Sarkozy takes drubbing in nationwide regional poll
President Nicolas Sarkozy's party took a severe drubbing from French voters yesterday in nationwide regional elections that were his last big national test before he seeks re-election in 2012. As polling stations closed, initial estimates gave...
President Nicolas Sarkozy's party took a severe drubbing from French voters yesterday in nationwide regional elections that were his last big national test before he seeks re-election in 2012.
As polling stations closed, initial estimates gave Socialist-led opposition electoral alliances some 54 per cent of the vote, Mr Sarkozy's right-wing UMP 36 per cent and the far-right National Front just under nine per cent.
"It was obviously for us, a real defeat," said lawmaker Jean-François Cope, head of the UMP group in the French parliament.
If confirmed, the estimates - based on samples of cast ballots by polling agencies - leave Mr Sarkozy's supporters in control of only one of France's 22 mainland regions, their right-wing stronghold of Alsace.
Meanwhile the left, dominated by Martine Aubry's Socialist Party, kept its hold on the mainland, French Guyana and the Caribbean island of Guadeloupe.
The tight race in Corsica was too close to call.
The UMP's sole consolation was taking the Indian Ocean island of Reunion in the vote, which was to elect the regional councils that are in charge of transport, education and cultural policy.
Turnout was low, although around four percent higher than in last week's first round. Polling agencies TNS-Sofres and OpinionWay separately predicted that the second round abstention rate would be 49 per cent.
Last week's first-round vote saw the French leader's right-wing supporters win their lowest share of the vote in more than three decades.

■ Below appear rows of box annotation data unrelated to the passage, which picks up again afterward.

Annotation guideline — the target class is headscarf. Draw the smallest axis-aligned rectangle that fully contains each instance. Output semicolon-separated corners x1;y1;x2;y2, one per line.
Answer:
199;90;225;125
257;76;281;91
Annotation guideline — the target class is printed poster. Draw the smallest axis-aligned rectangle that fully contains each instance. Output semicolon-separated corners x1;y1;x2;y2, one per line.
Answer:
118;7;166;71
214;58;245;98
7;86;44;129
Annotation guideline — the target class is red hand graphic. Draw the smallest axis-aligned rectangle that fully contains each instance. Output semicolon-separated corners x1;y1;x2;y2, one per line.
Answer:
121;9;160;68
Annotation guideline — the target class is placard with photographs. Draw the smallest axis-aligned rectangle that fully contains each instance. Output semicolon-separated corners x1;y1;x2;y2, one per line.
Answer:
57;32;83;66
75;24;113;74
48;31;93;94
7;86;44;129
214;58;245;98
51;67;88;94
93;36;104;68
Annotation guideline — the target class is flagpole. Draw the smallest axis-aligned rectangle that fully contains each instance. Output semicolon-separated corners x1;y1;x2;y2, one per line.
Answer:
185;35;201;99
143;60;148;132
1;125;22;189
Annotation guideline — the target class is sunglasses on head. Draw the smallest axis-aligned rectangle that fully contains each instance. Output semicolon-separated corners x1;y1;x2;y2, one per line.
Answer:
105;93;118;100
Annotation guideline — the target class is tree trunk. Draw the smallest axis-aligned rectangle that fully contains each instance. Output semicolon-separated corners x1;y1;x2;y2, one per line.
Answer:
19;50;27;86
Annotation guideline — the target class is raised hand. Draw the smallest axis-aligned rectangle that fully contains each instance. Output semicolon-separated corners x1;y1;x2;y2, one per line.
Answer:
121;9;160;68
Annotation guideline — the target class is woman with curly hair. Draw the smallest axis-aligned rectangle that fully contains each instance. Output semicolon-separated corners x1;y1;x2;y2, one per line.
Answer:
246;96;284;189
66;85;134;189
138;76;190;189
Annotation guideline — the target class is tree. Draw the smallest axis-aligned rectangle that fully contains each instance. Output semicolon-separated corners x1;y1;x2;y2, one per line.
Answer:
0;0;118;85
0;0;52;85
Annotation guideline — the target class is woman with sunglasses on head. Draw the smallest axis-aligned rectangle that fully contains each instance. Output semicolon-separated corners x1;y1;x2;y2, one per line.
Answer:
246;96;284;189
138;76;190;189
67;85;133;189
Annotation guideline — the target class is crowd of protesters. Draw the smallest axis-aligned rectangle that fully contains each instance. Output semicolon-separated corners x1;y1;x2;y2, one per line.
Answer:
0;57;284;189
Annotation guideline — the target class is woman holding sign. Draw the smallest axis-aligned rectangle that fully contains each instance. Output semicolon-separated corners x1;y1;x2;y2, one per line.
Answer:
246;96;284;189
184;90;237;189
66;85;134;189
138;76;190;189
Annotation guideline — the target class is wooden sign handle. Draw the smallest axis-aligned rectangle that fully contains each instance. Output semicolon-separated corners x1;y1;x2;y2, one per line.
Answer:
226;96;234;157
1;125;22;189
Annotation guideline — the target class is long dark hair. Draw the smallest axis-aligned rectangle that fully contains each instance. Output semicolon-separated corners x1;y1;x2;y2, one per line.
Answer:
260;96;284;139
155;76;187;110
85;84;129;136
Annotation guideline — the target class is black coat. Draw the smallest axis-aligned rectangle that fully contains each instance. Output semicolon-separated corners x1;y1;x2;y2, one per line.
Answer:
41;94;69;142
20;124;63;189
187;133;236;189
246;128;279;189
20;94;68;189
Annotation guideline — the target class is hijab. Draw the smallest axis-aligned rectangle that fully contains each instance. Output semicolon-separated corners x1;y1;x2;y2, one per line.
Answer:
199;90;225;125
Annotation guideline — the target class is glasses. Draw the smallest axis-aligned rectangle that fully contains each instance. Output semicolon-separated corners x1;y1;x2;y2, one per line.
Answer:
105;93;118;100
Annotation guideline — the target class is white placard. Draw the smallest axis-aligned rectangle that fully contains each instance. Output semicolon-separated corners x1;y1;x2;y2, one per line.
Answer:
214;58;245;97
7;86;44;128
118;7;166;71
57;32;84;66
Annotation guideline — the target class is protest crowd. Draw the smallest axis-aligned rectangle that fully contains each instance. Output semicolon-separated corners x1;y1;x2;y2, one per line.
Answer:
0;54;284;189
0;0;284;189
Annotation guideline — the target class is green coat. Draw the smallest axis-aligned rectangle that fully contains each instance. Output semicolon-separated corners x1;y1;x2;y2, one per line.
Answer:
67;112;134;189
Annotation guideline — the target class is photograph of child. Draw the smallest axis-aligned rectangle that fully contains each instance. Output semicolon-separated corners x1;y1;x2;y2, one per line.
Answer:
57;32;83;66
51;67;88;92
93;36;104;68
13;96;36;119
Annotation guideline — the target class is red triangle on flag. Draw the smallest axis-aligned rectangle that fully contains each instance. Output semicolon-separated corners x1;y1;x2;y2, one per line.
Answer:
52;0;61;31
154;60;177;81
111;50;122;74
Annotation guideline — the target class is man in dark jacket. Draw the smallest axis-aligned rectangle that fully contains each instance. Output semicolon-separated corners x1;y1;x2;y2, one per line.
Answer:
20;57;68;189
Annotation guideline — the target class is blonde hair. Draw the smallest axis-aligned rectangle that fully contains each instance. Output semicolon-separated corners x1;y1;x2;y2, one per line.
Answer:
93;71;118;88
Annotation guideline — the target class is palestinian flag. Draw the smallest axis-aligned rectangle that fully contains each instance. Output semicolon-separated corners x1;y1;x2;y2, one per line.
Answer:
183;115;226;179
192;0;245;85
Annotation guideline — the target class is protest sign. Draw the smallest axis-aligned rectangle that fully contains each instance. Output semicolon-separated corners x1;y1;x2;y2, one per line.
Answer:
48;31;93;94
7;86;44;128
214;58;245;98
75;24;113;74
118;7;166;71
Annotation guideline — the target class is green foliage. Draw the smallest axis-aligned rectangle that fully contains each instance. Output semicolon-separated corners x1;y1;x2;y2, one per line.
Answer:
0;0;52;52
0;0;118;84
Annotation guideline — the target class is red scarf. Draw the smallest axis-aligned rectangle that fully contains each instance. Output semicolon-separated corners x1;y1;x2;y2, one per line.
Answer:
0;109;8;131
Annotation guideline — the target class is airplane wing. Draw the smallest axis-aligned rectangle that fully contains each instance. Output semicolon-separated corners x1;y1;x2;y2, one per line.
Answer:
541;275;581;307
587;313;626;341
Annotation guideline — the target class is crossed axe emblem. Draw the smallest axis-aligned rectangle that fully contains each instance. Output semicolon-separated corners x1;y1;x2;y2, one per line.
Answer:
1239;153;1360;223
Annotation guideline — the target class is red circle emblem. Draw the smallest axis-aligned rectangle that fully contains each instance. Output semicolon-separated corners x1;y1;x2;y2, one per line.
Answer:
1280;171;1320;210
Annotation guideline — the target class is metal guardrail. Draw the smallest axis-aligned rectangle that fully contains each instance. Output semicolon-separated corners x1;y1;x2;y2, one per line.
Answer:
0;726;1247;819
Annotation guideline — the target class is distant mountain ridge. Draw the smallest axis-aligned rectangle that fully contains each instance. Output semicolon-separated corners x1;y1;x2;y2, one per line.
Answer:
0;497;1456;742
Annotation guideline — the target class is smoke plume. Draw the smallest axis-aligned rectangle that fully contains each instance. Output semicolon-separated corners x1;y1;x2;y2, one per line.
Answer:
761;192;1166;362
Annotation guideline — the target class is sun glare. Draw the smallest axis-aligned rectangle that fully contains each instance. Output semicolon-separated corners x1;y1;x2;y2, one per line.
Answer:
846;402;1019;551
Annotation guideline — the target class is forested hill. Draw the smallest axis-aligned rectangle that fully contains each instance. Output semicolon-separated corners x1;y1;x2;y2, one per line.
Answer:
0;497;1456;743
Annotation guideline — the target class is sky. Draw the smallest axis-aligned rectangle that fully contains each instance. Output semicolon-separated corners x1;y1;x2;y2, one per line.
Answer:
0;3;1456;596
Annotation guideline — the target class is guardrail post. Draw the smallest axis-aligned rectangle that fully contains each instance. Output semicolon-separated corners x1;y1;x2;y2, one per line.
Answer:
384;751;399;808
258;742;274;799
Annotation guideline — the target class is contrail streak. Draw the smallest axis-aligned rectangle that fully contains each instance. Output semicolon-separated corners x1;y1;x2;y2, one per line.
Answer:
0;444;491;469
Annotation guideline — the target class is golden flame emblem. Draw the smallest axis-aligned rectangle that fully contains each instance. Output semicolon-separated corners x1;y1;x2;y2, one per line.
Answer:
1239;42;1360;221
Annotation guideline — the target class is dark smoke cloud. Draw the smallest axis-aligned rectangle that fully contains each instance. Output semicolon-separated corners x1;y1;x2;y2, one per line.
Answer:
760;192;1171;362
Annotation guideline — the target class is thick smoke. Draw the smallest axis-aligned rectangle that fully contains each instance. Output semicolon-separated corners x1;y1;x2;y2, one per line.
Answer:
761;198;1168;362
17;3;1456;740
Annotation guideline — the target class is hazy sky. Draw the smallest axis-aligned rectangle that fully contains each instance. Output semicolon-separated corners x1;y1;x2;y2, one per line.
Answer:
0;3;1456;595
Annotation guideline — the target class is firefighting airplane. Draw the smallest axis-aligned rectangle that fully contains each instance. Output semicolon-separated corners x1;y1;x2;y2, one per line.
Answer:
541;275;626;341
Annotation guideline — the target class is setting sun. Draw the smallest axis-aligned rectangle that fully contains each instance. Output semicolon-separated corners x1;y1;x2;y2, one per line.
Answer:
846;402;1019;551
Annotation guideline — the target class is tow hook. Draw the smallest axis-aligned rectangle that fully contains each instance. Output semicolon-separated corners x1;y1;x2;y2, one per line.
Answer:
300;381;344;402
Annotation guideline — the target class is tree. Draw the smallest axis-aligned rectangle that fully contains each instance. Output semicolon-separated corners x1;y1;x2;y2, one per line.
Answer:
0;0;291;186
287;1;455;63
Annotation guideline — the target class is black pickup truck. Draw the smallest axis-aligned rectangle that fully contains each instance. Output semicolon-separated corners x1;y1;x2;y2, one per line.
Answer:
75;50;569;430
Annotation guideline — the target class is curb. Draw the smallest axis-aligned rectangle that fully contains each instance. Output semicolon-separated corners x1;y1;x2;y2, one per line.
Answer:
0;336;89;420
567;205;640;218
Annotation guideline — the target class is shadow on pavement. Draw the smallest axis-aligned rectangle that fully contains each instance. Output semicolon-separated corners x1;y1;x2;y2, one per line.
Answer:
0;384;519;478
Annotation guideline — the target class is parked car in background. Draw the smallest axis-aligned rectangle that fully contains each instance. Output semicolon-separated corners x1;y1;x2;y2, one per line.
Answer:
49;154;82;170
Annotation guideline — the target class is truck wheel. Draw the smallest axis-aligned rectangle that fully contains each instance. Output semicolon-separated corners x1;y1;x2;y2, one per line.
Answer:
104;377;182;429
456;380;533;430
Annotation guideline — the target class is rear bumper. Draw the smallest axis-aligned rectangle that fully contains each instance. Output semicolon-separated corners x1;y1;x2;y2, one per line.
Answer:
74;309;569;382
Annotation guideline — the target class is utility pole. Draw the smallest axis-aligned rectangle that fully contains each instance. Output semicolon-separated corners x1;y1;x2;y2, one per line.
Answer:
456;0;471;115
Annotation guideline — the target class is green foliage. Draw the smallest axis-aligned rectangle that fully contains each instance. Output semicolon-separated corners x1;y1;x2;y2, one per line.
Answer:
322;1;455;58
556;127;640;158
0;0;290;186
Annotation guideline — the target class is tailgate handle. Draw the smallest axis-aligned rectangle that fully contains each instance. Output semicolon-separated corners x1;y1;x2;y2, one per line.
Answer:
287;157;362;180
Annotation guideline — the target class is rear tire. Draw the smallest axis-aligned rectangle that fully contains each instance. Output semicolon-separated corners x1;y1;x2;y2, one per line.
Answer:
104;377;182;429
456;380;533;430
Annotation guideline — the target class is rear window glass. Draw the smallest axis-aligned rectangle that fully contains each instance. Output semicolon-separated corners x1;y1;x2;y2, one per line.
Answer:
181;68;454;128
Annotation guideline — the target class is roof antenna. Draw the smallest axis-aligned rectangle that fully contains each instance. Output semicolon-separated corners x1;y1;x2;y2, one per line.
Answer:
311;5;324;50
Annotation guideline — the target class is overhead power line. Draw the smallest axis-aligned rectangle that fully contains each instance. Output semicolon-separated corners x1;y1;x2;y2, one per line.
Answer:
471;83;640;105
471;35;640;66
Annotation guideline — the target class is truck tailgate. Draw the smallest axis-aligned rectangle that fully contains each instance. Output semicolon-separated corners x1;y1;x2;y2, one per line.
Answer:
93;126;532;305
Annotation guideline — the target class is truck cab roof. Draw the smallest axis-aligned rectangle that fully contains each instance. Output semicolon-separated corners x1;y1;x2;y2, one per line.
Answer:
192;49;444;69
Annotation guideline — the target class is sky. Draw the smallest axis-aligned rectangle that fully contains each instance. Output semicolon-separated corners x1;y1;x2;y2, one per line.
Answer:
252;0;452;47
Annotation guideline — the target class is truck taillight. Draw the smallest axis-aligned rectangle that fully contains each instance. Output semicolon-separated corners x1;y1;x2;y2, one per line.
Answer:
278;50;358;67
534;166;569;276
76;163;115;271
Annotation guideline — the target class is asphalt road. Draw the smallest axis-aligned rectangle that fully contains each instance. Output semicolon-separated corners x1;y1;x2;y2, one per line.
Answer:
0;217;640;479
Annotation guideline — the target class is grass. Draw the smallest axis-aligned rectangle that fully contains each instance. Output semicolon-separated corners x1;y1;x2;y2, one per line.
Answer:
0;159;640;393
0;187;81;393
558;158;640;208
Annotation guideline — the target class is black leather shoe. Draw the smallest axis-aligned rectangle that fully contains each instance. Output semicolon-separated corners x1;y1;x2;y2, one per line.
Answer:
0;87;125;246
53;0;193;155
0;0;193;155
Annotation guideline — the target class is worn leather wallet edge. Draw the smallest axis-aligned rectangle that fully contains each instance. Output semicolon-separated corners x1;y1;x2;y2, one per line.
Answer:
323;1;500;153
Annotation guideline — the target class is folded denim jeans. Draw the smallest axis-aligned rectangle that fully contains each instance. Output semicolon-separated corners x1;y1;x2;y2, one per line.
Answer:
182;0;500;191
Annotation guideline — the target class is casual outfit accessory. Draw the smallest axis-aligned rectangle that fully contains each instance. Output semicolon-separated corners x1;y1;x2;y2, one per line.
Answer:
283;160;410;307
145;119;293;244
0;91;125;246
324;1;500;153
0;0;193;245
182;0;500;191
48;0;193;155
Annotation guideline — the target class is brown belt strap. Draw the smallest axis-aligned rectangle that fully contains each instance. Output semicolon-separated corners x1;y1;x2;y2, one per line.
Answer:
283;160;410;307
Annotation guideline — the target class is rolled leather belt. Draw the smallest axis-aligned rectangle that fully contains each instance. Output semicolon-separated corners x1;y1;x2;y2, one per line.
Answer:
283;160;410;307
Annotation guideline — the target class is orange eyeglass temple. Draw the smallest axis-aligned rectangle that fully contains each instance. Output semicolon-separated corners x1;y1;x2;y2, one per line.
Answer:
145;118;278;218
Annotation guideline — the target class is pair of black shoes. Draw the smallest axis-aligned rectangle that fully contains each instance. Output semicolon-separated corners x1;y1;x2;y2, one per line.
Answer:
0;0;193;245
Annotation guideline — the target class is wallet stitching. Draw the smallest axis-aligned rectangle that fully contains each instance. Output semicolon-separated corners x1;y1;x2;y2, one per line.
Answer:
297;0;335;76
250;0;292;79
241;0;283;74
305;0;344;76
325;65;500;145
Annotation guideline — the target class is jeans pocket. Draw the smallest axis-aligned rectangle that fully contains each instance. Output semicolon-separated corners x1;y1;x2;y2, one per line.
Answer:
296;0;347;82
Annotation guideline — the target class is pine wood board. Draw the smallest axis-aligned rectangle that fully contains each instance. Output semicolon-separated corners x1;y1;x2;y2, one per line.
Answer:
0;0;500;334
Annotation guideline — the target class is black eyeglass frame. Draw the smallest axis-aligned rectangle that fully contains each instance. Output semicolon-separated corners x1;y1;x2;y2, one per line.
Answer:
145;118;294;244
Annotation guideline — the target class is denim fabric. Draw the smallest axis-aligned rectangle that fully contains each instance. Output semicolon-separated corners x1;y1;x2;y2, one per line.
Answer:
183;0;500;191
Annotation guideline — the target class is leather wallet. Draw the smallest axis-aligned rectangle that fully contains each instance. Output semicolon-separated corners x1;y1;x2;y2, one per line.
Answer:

The party's final score improved, but it remained way behind the opposition.
Mr Sarkozy, whose UMP party still has a comfortable majority in the national parliament, has insisted that the regional poll is not a verdict on central government, but he is expected to order a reshuffle in the next few days.
The result was another blow to a president whose personal approval ratings are at an all-time low and will likely increase pressure within his own party for a change of direction.
One report, in the pro-government daily Le Figaro, suggested Prime Minister François Fillon would offer his government's resignation today but that Mr Sarkozy would ask him to form a new, slightly modified Cabinet.